问题
When using np.lib.stride_tricks.as_strided, how can I manage 2D a array with the nested arrays as data values? Is there a preferable efficient approach?
Specifically, if I have a 2D np.array looking as follows, where each data item in a 1D array is an array of length 2:
[[1., 2.],[3., 4.],[5.,6.],[7.,8.],[9.,10.]...]
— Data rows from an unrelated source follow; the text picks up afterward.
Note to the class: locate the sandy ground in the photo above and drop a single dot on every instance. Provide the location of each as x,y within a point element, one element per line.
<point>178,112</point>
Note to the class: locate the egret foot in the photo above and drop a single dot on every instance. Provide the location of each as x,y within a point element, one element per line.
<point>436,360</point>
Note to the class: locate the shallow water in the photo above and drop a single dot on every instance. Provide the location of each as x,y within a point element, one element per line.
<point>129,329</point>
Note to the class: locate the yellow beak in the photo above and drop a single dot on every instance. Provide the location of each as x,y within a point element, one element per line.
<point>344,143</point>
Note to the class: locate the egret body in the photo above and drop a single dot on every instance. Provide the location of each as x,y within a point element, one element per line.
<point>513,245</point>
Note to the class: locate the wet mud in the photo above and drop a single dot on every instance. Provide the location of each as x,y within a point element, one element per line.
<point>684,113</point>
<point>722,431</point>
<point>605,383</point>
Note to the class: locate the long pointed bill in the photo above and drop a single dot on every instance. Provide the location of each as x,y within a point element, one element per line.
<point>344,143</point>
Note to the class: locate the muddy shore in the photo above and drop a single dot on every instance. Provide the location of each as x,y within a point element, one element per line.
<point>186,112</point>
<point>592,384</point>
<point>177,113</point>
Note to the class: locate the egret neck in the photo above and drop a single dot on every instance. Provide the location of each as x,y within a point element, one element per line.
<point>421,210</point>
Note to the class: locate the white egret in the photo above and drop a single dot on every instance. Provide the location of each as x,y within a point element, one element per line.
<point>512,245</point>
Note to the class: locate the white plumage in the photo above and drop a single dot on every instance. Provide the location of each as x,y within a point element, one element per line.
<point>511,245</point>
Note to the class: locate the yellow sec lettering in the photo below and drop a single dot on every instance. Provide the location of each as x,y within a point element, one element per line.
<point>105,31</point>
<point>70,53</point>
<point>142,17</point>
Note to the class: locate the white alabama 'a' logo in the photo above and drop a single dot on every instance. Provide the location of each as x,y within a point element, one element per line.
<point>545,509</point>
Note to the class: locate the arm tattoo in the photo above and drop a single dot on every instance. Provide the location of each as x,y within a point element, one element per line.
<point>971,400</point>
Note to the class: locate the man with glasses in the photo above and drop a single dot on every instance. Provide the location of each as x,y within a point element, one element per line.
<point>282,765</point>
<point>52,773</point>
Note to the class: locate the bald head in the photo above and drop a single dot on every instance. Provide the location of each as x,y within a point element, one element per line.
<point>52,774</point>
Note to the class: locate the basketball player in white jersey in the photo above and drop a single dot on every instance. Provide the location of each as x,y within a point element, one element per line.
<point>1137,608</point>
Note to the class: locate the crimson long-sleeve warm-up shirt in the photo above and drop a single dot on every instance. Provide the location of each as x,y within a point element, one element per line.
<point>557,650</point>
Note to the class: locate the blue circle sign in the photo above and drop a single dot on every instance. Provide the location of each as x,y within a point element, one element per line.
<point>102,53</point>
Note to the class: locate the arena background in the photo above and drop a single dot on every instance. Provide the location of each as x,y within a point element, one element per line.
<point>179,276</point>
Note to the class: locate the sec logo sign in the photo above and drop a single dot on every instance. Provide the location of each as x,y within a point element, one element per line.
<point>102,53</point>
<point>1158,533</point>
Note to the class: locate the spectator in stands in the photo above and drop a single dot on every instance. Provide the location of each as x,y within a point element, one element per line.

I want to reshape for rolling over as follows:
[[[1., 2.],[3., 4.],[5.,6.]],
[[3., 4.],[5.,6.],[7.,8.]],
[[5.,6.],[7.,8.],[9.,10.]],
...
]
I have had a look at similar answers (e.g. this rolling window function), however in use I cannot leave the inner array/tuples untouched.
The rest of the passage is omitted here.